In the intermediate transfer type image forming apparatus as described above, after the reference signal I-top is detected, the exposure apparatus 6 starts latent image formation according to the image signal after a predetermined time has elapsed. Further, as described above, since the photoreceptor 1 rotates an integer number of times during one revolution of the belt 2 and returns to the same state as before the belt one revolution, a toner image is always formed on the belt 2 at the same position. .
The color image is copied onto the recording paper through the above process.

  In the image forming apparatus described above, there are a plurality of transport rollers for transporting the recording paper until the recording paper is discharged from the recording paper cassette 25 through the fixing device 4. In addition, there is a conveyance path (not shown) for conveying the recording paper to the conveyance roller pair 27 in order to form an image on the back surface of the recording paper once image formation is completed by the fixing device 4, and a plurality of conveyance paths are also provided in the conveyance path. There is a roller. These transport rollers start driving based on the position of the recording paper, and transfer the recording paper at a constant speed between the transport roller that transports the recording paper and the transport roller that transports the recording paper next, Stop after passing the paper. In addition, the fixing roller built in the photosensitive member 1 and the fixing device 4 is also driven at a constant speed to perform photosensitive and fixing.

  In this embodiment, the photosensitive member, the fixing device, and the various transport rollers are driven to rotate according to the processing flow shown in FIGS. 2, 3, and 4 using the stepping motor driving device shown in FIG.

  As described above, according to the present embodiment, it is possible to realize a stepping motor drive that is excellent in suppressing vibration of the motor shaft during acceleration / deceleration, supports load variations, and has a short acceleration / deceleration time. .

[Second Embodiment]
The “image forming apparatus” according to the second embodiment will be described. Since the overall configuration of the image forming apparatus according to the present embodiment is the same as that of the first embodiment, the description thereof is cited and re-explanation is omitted here.

  The configuration of the stepping motor driving apparatus used in this embodiment is the same as that shown in FIG.

The driving in the acceleration process will be described.
FIG. 5 shows a processing flow of the control device 101 in the acceleration process.

  When an operation signal is input from a host controller (not shown), the control device 101 enters a control mode in the acceleration process, sets the current set value to the current set value A, and outputs the first drive signal (drive pulse) to the drive circuit (S18, S19). The current set value A is determined in advance in consideration of the limitation on the acceleration time and the limitation on the current that can be supplied. Next, a rotation angle command value is derived from the product of the integrated value obtained by integrating the output number (number of pulses) of the drive signal and the step angle of the known stepping motor 104. Further, the motor shaft rotation angle is derived from the product of the integrated value obtained by integrating the pulses of the output signal of the encoder 105 and the known pulse interval angle of the encoder. A deviation between the rotation angle command value and the motor shaft rotation angle is calculated (S20). Next, it is determined whether or not the deviation obtained in step S20 is equal to the specified value a (S21). The specified value a is an angle defined between 0 ° and the step angle. When it is determined in step S21 that they are equal, the process proceeds to step S22 to determine whether the drive signal output cycle is shorter than the drive signal cycle at the target constant speed.

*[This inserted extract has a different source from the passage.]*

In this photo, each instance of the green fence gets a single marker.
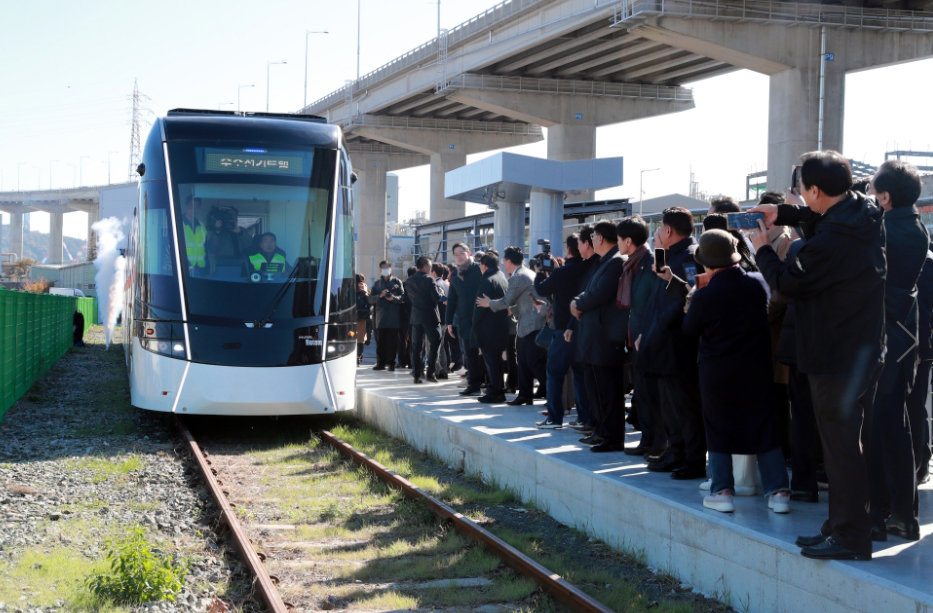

  In step S22, when the drive signal output cycle is shorter than the target drive signal cycle at the constant speed, the mode shifts to the constant speed mode. When the drive signal output cycle is longer than the target drive signal output cycle at the constant speed, the process returns to step S19 to output the next drive signal.

  When it is determined in step S21 that they are not equal, the processes in steps S23 to S25 described in detail below are performed.

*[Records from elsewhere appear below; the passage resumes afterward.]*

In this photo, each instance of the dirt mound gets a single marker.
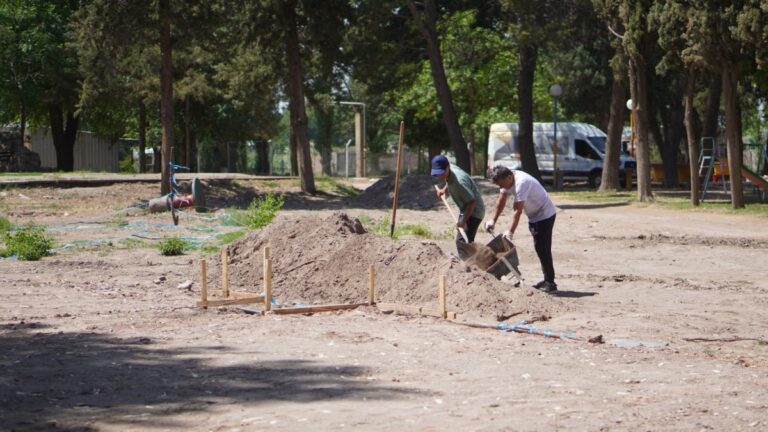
(416, 192)
(320, 261)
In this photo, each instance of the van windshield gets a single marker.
(599, 143)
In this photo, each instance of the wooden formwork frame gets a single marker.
(230, 297)
(243, 297)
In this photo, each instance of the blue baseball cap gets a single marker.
(440, 165)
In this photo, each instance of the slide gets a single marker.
(754, 178)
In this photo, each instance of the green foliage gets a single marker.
(172, 246)
(5, 225)
(332, 186)
(126, 165)
(382, 228)
(260, 211)
(30, 243)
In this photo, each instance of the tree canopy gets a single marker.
(205, 77)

  The current set value A is a value determined in consideration of the acceleration time. This is a case where parameters such as load friction and inertia are considered as representative values. Although the above-described control method can achieve acceleration while suppressing vibration against load fluctuations, when the load fluctuation is large, the above-described control method can target the speed or rotation angle of the stepping motor 104 within a specified time. There is no guarantee that the speed or rotation angle will be reached. Therefore, in step 23, it is determined whether the drive signal output cycle satisfies the condition determined within the specified time.

  Therefore, the drive signal period indicating the limit value of the drive signal output period at which the speed or rotation angle of the stepping motor 104 can reach the target speed or rotation angle within the specified time at a time point t seconds after the start of driving. Are stored in the memory unit in advance. This limit value table is a table as shown in FIG. That is, when the drive signal output period t seconds after the start of driving is smaller than the limit value at t seconds in the limit value table, the speed or rotation angle of the stepping motor 104 becomes the target speed or rotation angle within the specified time. Since it can be reached, the process returns to step S20.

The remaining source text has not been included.